BB&T in Winston-Salem, N.C., reported higher quarterly profit that reflected loan growth and its recent acquisitions.
The $222 billion-asset company said in a press release Thursday that its second-quarter net income rose 3% from the first quarter and 19% from a year earlier, to $541 million, or 67 cents a share. Comparisons were slightly skewed due to BB&T's recent purchases of Susquehanna Bancshares and National Penn Bancshares.
Still, the company noted in its release that average loan balances, absent National Penn, increased by $860 million during the second quarter.

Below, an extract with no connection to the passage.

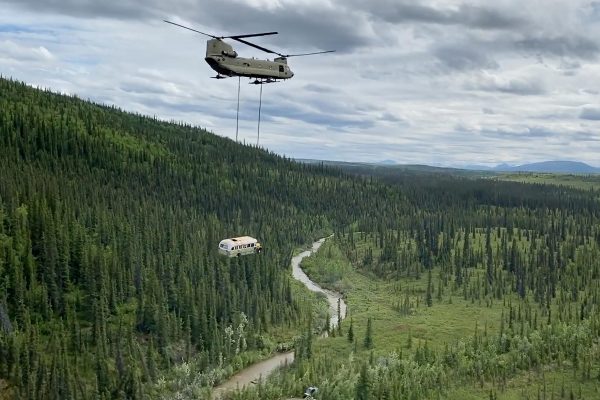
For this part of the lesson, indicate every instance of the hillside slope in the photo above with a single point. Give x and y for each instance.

"Our strategic acquisitions and strong organic growth have allowed us to expand our footprint and achieve record results," Kelly King, BB&T's chairman and chief executive, said in the release. "We look forward to further benefits from our recent transactions as we capture efficiencies and grow in these new markets."

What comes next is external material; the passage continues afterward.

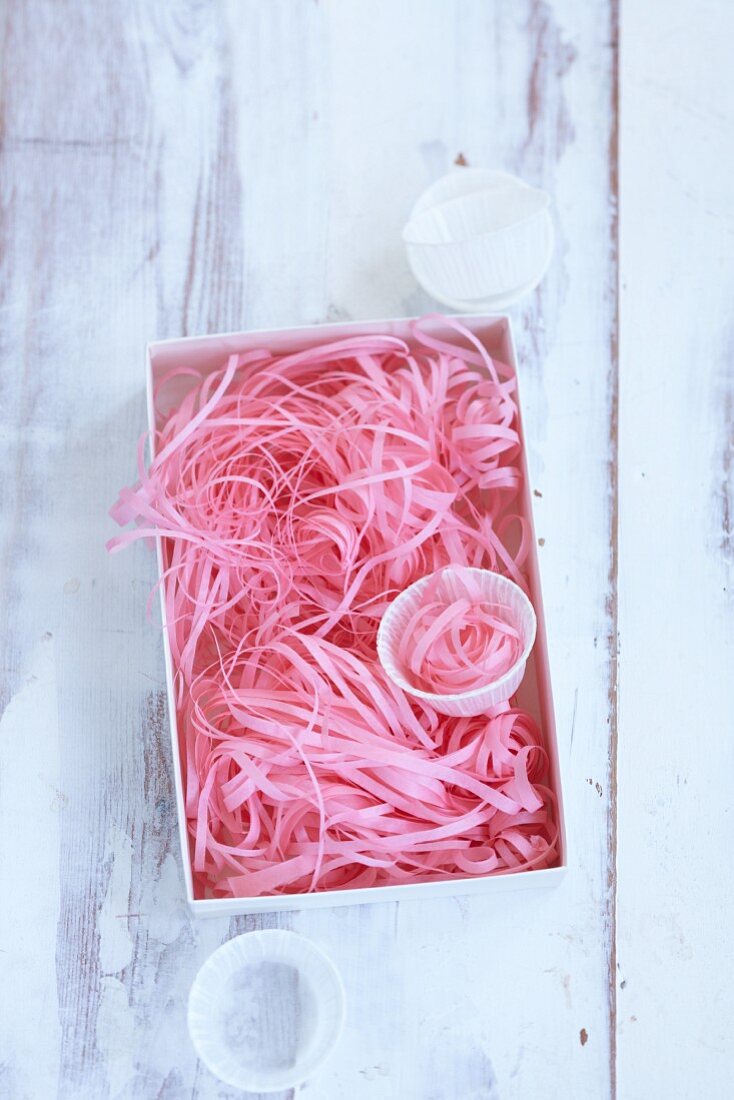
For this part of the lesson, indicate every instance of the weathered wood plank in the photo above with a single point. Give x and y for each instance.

Revenue rose 8% from the first quarter and 18% from a year earlier to $2.7 billion.
Net interest income increased 6% from the prior quarter and 23% from a year earlier to $1.6 billion. Loans increased by 7% from March 31, to $145 billion; the net interest margin compressed by 2 basis points, to 3.41%. Commercial and industrial loans had noticeable growth.
Noninterest income rose by 11% from the first quarter and 11% from a year earlier to $1.1 billion, as an increase in insurance income offset a decline in mortgage revenue.
Noninterest expense rose by 16% from the first quarter and 9% from a year earlier to $1.8 billion. The period included higher personnel expense and $92 million in merger-related costs. BB&T recently completed the purchase of wholesale insurer Swett & Crawford.
The loan-loss provision fell 40% from the first quarter but increased 14% from a year earlier to $111 million.